Bookends: Nov. 25, 1985

IN HER OWN IMAGE by Anna Murdoch Morrow; 225 pages; $15.95

Cynics will claim that Anna Murdoch's first novel, which bears the dedication "For K.R.M.," was helped into print by the name hiding behind those initials. The fledgling author's husband happens to be Keith Rupert Murdoch, the Australian-born press baron whose empire now includes a movie studio and may soon ex tend to a string of independent TV stations in the U.S. But the cynics in this case will be wrong. In Her Own Image would have found a willing publisher if it had been written by someone without an influential spouse to her name. It has most of what blockbusters require these days: sex from the female perspective, an unfulfilled mother and her itchy daughters, and a sympathetic weather system that delivers up heat waves and thunderstorms whenever the plot requires them.

It also has Australia, specifically a vast sheep farm near Canberra owned by Harry and Liz Barton. Liz's mother BB (short for Betty Beauchamp) lives on the place, growing more gaga and malevolent by the day. Worse, Younger Sister Josie arrives from New York City for a Christmas visit, along with her son Alex and her still smoldering passion for Liz's husband.
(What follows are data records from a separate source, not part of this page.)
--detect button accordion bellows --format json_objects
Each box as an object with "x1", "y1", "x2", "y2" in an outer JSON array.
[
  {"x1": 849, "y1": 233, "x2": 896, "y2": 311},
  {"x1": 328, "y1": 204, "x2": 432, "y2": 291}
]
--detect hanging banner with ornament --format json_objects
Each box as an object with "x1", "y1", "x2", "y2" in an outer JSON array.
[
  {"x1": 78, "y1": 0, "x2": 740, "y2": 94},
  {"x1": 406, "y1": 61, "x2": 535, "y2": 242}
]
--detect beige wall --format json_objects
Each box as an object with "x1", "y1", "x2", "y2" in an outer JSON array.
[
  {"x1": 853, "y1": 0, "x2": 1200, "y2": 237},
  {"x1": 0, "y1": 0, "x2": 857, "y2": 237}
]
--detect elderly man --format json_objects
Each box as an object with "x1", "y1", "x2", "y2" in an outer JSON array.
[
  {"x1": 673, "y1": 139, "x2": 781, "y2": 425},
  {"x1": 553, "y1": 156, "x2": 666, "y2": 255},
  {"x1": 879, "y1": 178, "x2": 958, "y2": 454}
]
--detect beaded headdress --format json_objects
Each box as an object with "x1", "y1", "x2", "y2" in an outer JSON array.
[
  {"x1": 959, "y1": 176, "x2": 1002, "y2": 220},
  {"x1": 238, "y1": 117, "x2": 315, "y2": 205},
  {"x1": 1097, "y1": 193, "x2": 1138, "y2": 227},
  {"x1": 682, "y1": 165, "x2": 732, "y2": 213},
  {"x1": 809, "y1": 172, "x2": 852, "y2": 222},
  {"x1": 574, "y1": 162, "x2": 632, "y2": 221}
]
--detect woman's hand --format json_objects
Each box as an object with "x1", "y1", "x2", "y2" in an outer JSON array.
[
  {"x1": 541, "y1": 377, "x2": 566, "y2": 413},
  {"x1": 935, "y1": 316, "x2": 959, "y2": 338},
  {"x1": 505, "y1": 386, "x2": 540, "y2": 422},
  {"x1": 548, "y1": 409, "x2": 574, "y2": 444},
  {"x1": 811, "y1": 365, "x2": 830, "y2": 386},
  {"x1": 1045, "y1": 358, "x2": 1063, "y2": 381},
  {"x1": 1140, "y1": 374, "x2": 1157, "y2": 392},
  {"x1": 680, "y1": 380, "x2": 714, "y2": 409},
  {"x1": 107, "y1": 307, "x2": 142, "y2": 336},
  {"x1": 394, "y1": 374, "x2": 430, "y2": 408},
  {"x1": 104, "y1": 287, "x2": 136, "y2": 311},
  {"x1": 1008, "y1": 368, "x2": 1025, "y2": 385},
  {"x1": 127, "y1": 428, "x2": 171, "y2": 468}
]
Naturally, family feuds overshadow all those exotic wallabies, kangaroos and kookaburras. But not before Murdoch turns a few deft landscapes and some surprisingly sympathetic portraits of the men trapped in a female fantasy.

SECRETS by Danielle Steel Delacorte; 336 pages; $17.95

In the continuing saga of How the Book World Turns, Danielle Steel is queen of the immaculately coiffed romance. With 19 published novels (more than 55 million copies in print), she knows better than most that the majority of women readers want stories of endless love and eternal youth. Lately a touch of career and financial independence is not out of place. The three soap-opera actresses in Secrets manage to be both busy professionals and powerful love goddesses. The most impressive of the trio converts a homosexual into her lover and father of her child. The plot deals with how these women eventually pair off with three male colleagues. As in the soaps, beauty is not the only thing that is skin deep. Steel and/ or her editors are adept at turning banalities into pleasantries and serious problems like birth defects and murder into inconveniences. The obsession with good looks is total. Scarcely a page goes by without a reminder that the heroes are handsome and the heroines scrumptious. The effect is to raise physical perfection to a spiritual value. In the glitzy world of Secrets, the body is the condominium of the soul.